Recent advances in bioprinting and applications for biosensing

Abstract

Future biosensing applications will require high performance, including real-time monitoring of physiological events, incorporation of biosensors into feedback-based devices, detection of toxins, and advanced diagnostics. Such functionality will necessitate biosensors with increased sensitivity, specificity, and throughput, as well as the ability to simultaneously detect multiple analytes. While these demands have yet to be fully realized, recent advances in biofabrication may allow sensors to achieve the high spatial sensitivity required, and bring us closer to achieving devices with these capabilities. To this end, we review recent advances in biofabrication techniques that may enable cutting-edge biosensors.

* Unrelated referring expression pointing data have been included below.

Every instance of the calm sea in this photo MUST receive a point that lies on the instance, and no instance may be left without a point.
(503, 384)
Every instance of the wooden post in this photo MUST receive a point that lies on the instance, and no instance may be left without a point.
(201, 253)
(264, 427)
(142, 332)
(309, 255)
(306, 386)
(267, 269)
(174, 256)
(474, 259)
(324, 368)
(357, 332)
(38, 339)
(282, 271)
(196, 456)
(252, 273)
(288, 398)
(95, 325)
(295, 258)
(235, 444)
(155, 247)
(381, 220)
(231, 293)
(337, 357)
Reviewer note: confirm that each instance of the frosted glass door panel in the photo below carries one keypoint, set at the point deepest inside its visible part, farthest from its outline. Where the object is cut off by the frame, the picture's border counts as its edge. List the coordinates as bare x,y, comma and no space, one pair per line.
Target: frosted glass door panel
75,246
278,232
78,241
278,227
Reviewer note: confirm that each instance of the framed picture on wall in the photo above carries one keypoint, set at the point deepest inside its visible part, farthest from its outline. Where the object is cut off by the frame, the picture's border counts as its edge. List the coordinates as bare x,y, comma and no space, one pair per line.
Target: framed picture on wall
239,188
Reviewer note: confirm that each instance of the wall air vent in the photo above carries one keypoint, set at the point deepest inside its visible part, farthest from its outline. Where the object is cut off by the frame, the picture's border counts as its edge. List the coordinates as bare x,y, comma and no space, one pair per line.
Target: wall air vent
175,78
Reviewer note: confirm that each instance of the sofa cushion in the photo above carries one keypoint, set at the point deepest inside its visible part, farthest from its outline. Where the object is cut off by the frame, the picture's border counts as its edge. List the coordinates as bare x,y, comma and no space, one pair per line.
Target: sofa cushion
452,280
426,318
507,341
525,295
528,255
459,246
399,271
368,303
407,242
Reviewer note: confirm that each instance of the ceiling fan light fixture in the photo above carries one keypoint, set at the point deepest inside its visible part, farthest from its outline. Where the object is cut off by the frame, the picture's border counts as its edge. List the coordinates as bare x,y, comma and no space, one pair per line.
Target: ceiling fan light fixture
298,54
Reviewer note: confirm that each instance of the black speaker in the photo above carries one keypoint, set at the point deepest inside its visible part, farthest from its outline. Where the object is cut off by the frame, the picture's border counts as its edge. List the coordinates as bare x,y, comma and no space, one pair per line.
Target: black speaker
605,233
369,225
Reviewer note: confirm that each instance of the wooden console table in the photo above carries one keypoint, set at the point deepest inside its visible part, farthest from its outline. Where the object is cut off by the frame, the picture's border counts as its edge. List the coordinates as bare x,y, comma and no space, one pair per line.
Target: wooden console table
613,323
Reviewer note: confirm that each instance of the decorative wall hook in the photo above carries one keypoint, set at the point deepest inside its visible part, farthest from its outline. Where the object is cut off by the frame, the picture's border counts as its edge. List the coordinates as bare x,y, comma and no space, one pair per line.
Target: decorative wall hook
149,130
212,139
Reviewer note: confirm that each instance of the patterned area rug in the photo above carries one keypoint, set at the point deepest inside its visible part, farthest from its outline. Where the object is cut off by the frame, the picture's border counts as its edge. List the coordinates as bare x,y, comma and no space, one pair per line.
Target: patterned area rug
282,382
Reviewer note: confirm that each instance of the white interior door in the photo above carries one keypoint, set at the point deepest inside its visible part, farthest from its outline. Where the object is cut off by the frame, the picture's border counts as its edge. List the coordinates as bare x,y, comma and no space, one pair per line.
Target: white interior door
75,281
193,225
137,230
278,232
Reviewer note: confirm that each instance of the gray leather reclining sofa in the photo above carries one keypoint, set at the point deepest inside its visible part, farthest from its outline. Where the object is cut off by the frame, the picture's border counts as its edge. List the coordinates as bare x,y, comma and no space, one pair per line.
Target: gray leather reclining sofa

In particular, we focus on bioprinting techniques (e.g., microcontact printing, inkjet printing, and laser direct-write) that may prove pivotal to biosensor fabrication and scaling. Recent biosensors have employed these fabrication techniques with success, and further development may enable higher performance, including multiplexing multiple analytes or cell types within a single biosensor. We also review recent advances in 3D bioprinting, and explore their potential to create biosensors with live cells encapsulated in 3D microenvironments. Such advances in biofabrication will expand biosensor utility and availability, with impact realized in many interdisciplinary fields, as well as in the clinic.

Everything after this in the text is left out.